Another proof was given by László Lovász and Alexander Schrijver. A third proof was given by Jiří Matoušek:

- Let $K$ be the simplex $\Delta^{d+1}$, and let $K^{*2}_{\Delta}$ be the deleted join of $K$ with itself.
- The geometric realization of $K^{*2}_{\Delta}$ is homeomorphic to the sphere $S^{d+1}$, therefore, the Z_{2}-index of $K^{*2}_{\Delta}$ equals $d+1$.
- The topological Radon theorem follows from the following more general theorem. For any simplicial complex $K$, if the Z_{2}-index of $K^{*2}_{\Delta}$ is larger than $d$, then for every continuous mapping from $\|K\|$ to $\mathbb{R}^d$, the images of two disjoint faces of $K$ intersect.

==Applications==
The Radon point of any four points in the plane is their geometric median, the point that minimizes the sum of distances to the other points.

Radon's theorem forms a key step of a standard proof of Helly's theorem on intersections of convex sets; this proof was the motivation for Radon's original discovery of Radon's theorem.

Radon's theorem can also be used to calculate the VC dimension of d-dimensional points with respect to linear separations. There exist sets of d + 1 points (for instance, the points of a regular simplex) such that every two nonempty subsets can be separated from each other by a hyperplane. However, no matter which set of d + 2 points is given, the two subsets of a Radon partition cannot be linearly separated. Therefore, the VC dimension of this system is exactly d + 1.

A randomized algorithm that repeatedly replaces sets of d + 2 points by their Radon point can be used to compute an approximation to a centerpoint of any point set, in an amount of time that is polynomial in both the number of points and the dimension.

==Related concepts==
Geometric median. The Radon point of three points in a one-dimensional space is just their median. The geometric median of a set of points is the point minimizing the sum of distances to the points in the set; it generalizes the one-dimensional median and has been studied both from the point of view of facility location and robust statistics.

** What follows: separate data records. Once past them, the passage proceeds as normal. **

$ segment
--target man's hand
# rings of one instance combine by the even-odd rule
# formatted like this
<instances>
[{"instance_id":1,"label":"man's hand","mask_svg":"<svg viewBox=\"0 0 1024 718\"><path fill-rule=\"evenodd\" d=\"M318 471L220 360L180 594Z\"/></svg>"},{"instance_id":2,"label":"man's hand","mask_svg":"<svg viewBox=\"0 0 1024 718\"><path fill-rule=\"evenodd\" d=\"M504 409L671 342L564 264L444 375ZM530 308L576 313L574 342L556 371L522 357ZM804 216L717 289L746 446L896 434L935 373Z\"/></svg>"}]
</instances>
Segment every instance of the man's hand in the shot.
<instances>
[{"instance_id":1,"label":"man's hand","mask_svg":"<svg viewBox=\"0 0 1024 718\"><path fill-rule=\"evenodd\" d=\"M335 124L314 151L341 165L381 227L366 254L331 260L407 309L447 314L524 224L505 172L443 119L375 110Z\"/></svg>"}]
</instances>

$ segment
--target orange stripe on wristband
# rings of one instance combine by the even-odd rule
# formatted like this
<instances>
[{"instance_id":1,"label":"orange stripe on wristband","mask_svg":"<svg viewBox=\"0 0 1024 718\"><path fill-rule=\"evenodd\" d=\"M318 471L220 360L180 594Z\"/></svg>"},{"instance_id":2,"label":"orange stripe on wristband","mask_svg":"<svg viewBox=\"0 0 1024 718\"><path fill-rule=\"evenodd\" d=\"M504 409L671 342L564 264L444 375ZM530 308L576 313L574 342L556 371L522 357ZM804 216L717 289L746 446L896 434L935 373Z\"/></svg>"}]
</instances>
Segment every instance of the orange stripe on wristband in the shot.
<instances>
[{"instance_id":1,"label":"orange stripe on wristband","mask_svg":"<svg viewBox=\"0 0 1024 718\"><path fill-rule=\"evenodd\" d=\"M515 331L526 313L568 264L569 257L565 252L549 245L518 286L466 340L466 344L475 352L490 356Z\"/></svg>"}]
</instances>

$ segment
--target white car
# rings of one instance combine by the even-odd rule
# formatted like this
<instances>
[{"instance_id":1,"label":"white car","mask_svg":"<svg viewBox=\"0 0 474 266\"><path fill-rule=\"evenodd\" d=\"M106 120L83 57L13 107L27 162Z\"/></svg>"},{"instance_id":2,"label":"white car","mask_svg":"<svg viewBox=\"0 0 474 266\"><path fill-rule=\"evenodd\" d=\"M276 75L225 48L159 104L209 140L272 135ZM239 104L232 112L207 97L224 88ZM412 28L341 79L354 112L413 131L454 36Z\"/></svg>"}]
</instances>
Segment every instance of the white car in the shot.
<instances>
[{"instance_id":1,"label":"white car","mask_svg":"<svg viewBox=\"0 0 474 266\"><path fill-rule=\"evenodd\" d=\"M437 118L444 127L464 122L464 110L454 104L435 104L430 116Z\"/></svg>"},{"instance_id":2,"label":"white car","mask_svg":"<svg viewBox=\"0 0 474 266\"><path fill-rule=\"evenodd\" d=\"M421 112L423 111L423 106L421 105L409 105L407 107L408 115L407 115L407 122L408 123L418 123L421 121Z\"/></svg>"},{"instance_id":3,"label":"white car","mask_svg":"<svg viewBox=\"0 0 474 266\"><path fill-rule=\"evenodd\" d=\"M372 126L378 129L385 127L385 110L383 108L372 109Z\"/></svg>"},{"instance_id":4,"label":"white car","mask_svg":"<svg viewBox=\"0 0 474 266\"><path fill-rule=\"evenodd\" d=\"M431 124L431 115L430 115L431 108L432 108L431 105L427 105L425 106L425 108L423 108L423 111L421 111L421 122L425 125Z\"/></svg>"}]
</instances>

For sets of four points in the plane, the geometric median coincides with the Radon point.

Tverberg's theorem. A generalization for partition into r sets was given by Tverberg (1966) and is now known as Tverberg's theorem. It states that for any set of $(d + 1)(r - 1) + 1$points in Euclidean d-space, there is a partition into r subsets whose convex hulls intersect in at least one common point.

Carathéodory's theorem states that any point in the convex hull of some set of points is also within the convex hull of a subset of at most d + 1 of the points; that is, that the given point is part of a Radon partition in which it is a singleton. One proof of Carathéodory's theorem uses a technique of examining solutions to systems of linear equations, similar to the proof of Radon's theorem, to eliminate one point at a time until at most d + 1 remain.

Convex geometries. Concepts related to Radon's theorem have also been considered for convex geometries, families of finite sets with the properties that the intersection of any two sets in the family remains in the family, and that the empty set and the union of all the sets belongs to the family. In this more general context, the convex hull of a set S is the intersection of the family members that contain S, and the Radon number of a space is the smallest r such that any r points have two subsets whose convex hulls intersect. Similarly, one can define the Helly number h and the Carathéodory number c by analogy to their definitions for convex sets in Euclidean spaces, and it can be shown that these numbers satisfy the inequalities h < r ≤ ch + 1.

Radon theorem for graphs. In an arbitrary undirected graph, one may define a convex set to be a set of vertices that includes every induced path connecting a pair of vertices in the set. With this definition, every set of ω + 1 vertices in the graph can be partitioned into two subsets whose convex hulls intersect, and ω + 1 is the minimum number for which this is possible, where ω is the clique number of the given graph. For related results involving shortest paths instead of induced paths see Chepoi (1986) and Bandelt & Pesch (1989).